Parimal Saha of Siliguri, Safiqul Sheikh of Behrampore, and Zahir Sheikh and Moinuddin Sheikh, both from Beldanga in Murshidabad, were holed up in the luggage van with cameras (1,500), flashlights (5,000), vacuum flasks (1,000), binoculars (1,000) — all of Chinese make — pirated CDs and DVDs and cardamom.

Though the four did not have railway tickets, a private airline ticket from Calcutta to Mumbai for today was found on Parimal.

According to a source in the RPF, a call from the office of the inspector general of police (north Bengal) to Malda had prompted last night’s raid. However, the instruction — the call came after the train left Siliguri — was to hunt for explosives that were supposedly being smuggled to Calcutta by the express. As soon as the train chugged into Malda around 12.30 am, a special squad of the RPF with two sniffer dogs began the combing operation.

However, when the squad reached the luggage van, they found it locked from inside. Not taking any chances, the RPF men detached the compartment from the train and took it out of the platform with the help of a separate engine. Very few passengers realised what was going on. Two fire tenders were also rushed to the spot.

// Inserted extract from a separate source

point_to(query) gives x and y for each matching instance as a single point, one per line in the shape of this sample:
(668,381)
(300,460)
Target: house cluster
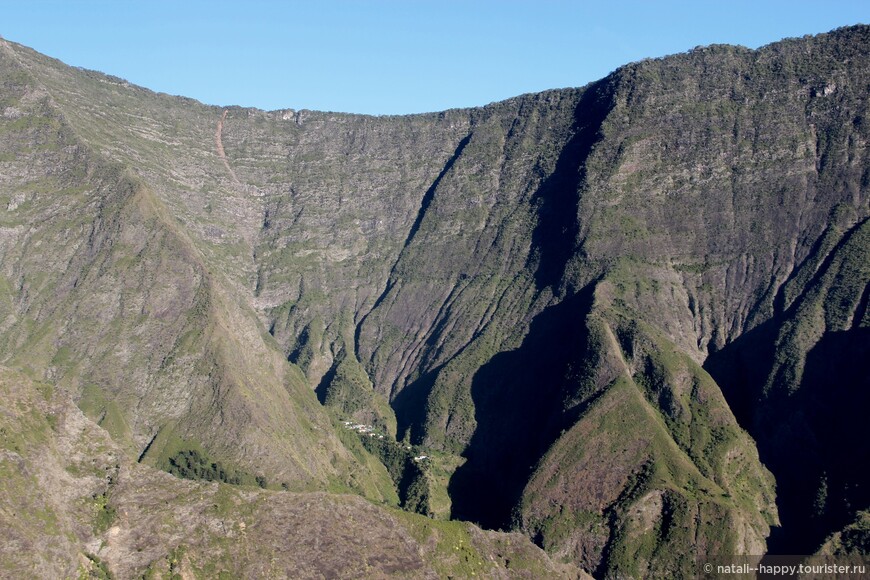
(362,429)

The security personnel then surrounded the van with their guns aimed at the luggage van, apprehending the “armed extremists” to come out any moment. When the door was opened using gas-cutters, the four smugglers flung themselves on the jawans in an attempt to flee.

Station master Dilip Chauhan said the train left for Sealdah at 2.45 am. “We are lucky that nothing untoward happened,” he said.

The security commissioner of Eastern Railway (Malda), Ramshankar Prasad, said the quartet was linked to a big smuggling racket and could not have been travelling the way they were without the connivance of a section of the railway staff and the RPF.

RPF sources said the initial alert about the explosives had come from Delhi. “We have seized goods worth nearly a crore in the past two weeks,” said a senior RPF officer.